Malcolm’s inspired description of her Charleston visit
counterpoises Bernard’s dour view. She writes,
The ubiquitous decorations only extend our sense of
Charleston as a place of incessant, calm productivity. They give the house its
unique appearance, but they do not impose upon it. They belong to the world of
high art and design, the world of postimpressionist painting and
early-modernist design, and yet, quite mysteriously, they are of a piece with
the English farmhouse that contains them and with the English countryside that
enters each room through large, old-fashioned windows. During my tour of the
house, I was drawn to the windows as if by a tropism. Today, we come to the
house to see the decorations and the painting that Clive and Vanessa and Duncan
collected as well as the ones that Vanessa and Duncan produced; but what Clive
and Vanessa and Duncan looked at when they entered a room was the walled garden
and a willow and the pond and the fields beyond, and as I looked out the window
they had looked out of, I felt their presence even more strongly than I had
when examining their handiwork and their possessions.

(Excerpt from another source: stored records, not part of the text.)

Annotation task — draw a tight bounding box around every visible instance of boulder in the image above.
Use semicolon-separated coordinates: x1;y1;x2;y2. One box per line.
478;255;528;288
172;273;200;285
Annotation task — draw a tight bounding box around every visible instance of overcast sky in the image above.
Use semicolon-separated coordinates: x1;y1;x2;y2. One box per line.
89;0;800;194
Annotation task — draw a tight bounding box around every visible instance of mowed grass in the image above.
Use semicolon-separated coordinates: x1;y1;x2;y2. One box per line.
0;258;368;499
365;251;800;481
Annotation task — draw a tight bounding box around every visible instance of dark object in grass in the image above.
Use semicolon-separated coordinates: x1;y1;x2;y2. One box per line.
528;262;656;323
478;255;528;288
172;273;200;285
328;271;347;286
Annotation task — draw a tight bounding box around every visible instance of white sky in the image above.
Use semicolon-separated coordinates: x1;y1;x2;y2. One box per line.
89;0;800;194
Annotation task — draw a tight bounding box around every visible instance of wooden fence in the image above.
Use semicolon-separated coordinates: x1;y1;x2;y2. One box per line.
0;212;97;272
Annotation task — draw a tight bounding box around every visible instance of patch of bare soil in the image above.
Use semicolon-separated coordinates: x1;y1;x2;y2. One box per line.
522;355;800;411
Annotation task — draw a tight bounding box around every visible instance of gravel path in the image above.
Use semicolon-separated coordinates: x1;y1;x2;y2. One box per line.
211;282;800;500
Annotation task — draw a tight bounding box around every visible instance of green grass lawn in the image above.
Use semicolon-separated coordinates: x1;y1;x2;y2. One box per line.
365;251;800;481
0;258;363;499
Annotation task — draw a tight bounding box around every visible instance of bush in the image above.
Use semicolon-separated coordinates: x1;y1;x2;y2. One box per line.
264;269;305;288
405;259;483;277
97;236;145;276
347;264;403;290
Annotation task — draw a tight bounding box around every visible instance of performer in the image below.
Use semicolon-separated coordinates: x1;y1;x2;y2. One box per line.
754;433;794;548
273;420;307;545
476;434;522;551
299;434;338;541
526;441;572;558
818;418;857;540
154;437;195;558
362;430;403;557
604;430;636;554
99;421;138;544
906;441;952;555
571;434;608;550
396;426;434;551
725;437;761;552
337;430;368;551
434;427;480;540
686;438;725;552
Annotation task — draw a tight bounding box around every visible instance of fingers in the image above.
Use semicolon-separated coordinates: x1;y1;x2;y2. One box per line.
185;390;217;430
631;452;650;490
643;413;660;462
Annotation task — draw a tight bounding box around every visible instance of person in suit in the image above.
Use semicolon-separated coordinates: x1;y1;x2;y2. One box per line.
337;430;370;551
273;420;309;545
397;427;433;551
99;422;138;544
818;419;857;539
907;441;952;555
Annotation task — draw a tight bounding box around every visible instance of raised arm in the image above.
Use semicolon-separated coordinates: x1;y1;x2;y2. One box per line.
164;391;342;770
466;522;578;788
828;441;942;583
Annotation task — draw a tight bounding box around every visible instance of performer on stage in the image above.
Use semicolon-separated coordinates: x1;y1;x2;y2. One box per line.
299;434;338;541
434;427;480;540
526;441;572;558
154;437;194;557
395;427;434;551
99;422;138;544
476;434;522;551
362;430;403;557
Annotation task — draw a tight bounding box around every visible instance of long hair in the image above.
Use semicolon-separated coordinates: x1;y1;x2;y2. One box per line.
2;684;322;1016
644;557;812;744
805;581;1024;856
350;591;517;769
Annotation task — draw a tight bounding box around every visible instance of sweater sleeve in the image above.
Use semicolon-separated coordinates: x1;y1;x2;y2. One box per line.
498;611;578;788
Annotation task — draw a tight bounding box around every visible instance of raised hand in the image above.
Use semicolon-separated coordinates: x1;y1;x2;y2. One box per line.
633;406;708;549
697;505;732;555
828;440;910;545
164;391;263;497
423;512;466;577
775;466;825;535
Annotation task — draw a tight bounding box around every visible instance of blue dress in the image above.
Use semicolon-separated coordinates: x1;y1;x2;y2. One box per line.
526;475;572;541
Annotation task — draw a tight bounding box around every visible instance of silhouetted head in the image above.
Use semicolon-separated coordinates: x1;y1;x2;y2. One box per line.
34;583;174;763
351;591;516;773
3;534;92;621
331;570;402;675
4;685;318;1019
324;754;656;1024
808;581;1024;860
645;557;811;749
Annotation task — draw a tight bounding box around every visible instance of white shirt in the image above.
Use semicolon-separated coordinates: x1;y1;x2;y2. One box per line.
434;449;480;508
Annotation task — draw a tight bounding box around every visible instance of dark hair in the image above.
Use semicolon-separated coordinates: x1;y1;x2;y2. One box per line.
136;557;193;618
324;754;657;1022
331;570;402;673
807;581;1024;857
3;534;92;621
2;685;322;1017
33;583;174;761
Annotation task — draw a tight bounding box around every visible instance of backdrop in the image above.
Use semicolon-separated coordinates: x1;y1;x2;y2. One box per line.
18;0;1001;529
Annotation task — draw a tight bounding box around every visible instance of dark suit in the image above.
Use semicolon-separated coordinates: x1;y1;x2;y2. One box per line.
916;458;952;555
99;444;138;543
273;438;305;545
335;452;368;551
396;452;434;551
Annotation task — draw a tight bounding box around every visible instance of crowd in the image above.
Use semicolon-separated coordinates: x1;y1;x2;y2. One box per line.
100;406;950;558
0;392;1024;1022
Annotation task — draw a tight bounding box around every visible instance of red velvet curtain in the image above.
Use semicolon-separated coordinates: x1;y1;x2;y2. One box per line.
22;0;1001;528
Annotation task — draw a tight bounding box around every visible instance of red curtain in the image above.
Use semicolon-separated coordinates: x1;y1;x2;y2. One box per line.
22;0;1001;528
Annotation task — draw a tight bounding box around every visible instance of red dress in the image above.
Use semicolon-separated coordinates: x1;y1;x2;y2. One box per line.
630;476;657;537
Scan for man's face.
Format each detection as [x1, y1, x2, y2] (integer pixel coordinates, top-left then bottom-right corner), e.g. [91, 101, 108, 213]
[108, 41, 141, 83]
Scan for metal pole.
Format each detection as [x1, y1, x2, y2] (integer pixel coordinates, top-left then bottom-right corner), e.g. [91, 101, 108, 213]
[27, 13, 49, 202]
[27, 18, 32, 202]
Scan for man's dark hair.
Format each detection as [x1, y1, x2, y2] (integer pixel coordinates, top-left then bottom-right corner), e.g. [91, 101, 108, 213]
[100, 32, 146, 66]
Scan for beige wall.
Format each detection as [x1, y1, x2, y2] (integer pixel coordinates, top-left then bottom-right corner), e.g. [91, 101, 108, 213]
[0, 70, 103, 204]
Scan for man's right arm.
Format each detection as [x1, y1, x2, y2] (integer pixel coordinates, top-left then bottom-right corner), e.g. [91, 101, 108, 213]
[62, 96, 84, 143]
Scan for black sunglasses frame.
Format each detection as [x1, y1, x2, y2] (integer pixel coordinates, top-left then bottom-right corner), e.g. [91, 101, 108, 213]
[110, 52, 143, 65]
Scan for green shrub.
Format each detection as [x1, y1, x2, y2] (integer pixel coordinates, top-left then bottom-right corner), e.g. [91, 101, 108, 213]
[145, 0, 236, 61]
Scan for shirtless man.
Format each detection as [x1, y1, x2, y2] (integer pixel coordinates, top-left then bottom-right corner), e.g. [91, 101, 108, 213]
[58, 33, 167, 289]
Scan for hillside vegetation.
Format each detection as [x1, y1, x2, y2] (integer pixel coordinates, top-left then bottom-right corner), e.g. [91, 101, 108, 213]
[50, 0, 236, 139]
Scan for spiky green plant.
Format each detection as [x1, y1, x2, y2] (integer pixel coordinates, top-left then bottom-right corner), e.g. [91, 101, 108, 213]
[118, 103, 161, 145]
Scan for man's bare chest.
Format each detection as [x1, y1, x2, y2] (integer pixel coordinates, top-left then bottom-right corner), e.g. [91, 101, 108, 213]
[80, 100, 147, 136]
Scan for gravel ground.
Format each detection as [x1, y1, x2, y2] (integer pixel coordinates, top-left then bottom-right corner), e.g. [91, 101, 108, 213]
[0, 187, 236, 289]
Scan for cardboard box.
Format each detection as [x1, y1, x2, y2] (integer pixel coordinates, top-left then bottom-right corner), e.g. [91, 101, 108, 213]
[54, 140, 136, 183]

Janet Malcolm’s Forty-one False Starts is an endless source of literary stimulation. It
branches in so many interesting, intricate directions – towards transfixing art
(Arbus’s, Weston’s, and Struth’s photographs, Salle’s canvases), intriguing
visits (to Salle’s studio, a Struth photo session, Vanessa Bell’s Charleston,
Rosalind Krauss’s loft), brilliant writing (Quentin Bell’s Virginia
Woolf, Carol Armstrong’s “Cupid’s Pencil of
Light: Julia Margaret Cameron and the Maternalization of Photography,” The
Daybooks of Edward Weston), and Malcolm’s
own extraordinary oeuvre (e.g., her wonderful 1980 Diana & Nikon). It’s a great collection. I’m enjoying it
immensely.
(This is the fourth part of a four-part review of Janet Malcolm’s Forty-one False Starts.)